Neoantigen Prediction and Prioritization Service

Why Neoantigen Prediction Alone Is Not Enough

In modern immuno-oncology, next-generation sequencing (NGS) allows for the rapid identification of thousands of tumor-specific somatic mutations. Standard bioinformatic pipelines process these mutations through baseline algorithms to predict which mutated peptides might bind to patient-specific HLA molecules. However, this raw prediction phase routinely generates an overwhelming list of theoretical candidates—often thousands of peptides long—with a false-positive rate that can exceed 90%.

For a candidate to be truly actionable, it must not only possess theoretical binding affinity but also be actively transcribed, properly cleaved by the proteasome, successfully transported, and uniquely immunogenic. Filtering this massive dataset requires specialized bioinformatics expertise. Serving as a crucial bridge within our broader neoantigen discovery service, our prediction and prioritization service applies multi-layered, evidence-aware ranking logic to distill thousands of raw predictions down to a high-confidence, testable shortlist.

Intracellular antigen processing and presentation pathway

What Is the Difference Between Prediction, Prioritization, and Validation?

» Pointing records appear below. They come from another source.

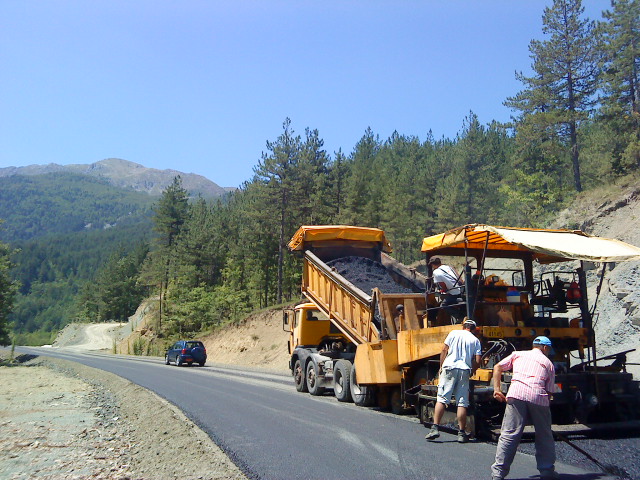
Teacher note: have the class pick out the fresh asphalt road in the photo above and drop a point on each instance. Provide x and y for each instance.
(273, 432)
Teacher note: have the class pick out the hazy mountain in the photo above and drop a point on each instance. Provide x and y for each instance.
(62, 202)
(125, 174)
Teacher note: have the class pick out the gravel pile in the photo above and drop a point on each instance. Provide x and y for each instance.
(620, 455)
(366, 274)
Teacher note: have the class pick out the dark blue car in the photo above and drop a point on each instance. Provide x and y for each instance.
(186, 352)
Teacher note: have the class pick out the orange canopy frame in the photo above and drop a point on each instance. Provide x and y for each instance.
(546, 246)
(314, 233)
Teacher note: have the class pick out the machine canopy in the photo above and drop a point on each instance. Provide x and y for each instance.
(315, 233)
(547, 246)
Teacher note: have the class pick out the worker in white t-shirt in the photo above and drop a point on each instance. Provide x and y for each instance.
(450, 285)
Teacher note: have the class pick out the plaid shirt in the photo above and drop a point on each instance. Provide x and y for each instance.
(533, 376)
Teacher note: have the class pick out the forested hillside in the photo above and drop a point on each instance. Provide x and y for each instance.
(60, 203)
(576, 125)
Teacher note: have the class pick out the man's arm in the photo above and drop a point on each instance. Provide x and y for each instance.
(497, 378)
(475, 363)
(443, 354)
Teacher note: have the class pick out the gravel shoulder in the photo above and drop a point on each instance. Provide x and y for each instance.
(62, 420)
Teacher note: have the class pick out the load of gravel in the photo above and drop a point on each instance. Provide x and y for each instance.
(366, 274)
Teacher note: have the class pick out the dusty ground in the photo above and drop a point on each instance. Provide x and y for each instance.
(62, 420)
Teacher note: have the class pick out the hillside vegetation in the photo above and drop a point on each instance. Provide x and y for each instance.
(576, 127)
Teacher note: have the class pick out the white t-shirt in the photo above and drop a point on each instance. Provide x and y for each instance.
(463, 346)
(447, 275)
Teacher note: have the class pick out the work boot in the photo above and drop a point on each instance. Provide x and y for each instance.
(433, 433)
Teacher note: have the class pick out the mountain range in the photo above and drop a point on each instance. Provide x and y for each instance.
(129, 175)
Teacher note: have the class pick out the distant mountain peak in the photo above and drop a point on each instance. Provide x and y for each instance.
(125, 174)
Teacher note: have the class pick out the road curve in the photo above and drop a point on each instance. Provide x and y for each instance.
(273, 432)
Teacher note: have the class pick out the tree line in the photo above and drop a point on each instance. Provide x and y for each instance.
(576, 125)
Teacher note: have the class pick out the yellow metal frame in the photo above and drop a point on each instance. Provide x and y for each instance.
(377, 364)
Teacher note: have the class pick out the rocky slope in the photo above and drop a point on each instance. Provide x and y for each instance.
(613, 212)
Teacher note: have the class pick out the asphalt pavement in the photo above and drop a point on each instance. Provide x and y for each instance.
(273, 432)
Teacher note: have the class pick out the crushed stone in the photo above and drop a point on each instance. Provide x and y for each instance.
(367, 274)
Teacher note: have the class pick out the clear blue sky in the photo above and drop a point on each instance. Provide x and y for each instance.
(200, 85)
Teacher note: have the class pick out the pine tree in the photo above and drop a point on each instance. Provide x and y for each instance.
(561, 93)
(280, 173)
(8, 290)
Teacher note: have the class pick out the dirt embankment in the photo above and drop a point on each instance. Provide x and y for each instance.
(65, 421)
(613, 212)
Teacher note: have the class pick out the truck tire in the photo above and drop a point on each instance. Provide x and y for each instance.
(313, 383)
(362, 395)
(299, 377)
(342, 381)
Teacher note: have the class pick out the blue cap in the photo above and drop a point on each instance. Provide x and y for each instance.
(542, 341)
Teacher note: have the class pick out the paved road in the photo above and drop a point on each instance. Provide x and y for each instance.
(273, 432)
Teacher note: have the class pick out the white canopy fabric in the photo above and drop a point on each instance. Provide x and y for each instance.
(567, 244)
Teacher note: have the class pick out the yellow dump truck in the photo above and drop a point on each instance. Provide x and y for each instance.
(372, 328)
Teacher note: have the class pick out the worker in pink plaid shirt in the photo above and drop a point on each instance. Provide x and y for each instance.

Navigating the neoantigen discovery pipeline requires distinguishing between three distinct phases of data confidence:

Prediction: The automated, algorithmic process of guessing theoretical HLA binding affinity directly from raw genomic variations. This yields high volume but low clinical confidence.
Prioritization: The advanced computational ranking of predicted candidates. It integrates transcriptomic expression (RNA-seq), proteasomal processing algorithms, clonality, and AI-driven immunogenicity scoring to objectively rank the candidates most likely to succeed in functional assays.
Validation: The physical wet-lab confirmation of the computational shortlist. This typically involves transitioning the prioritized candidates to our mass spectrometry-based neoantigen discovery service for absolute experimental proof of biological presentation.

Key Application Areas

Our prioritization services are designed to support critical decision-making in highly targeted translational oncology pipelines:

Personalized Cancer Vaccine Target Selection

Safely select the top 10 to 20 highly specific, patient-restricted neoepitopes required for formulating potent mRNA or synthetic long peptide (SLP) vaccines.

TCR or T-Cell Therapy Target Prioritization

Identify and rank tumor-restricted targets that exhibit strong T-cell receptor recognition potential, effectively minimizing the risk of on-target, off-tumor toxicities.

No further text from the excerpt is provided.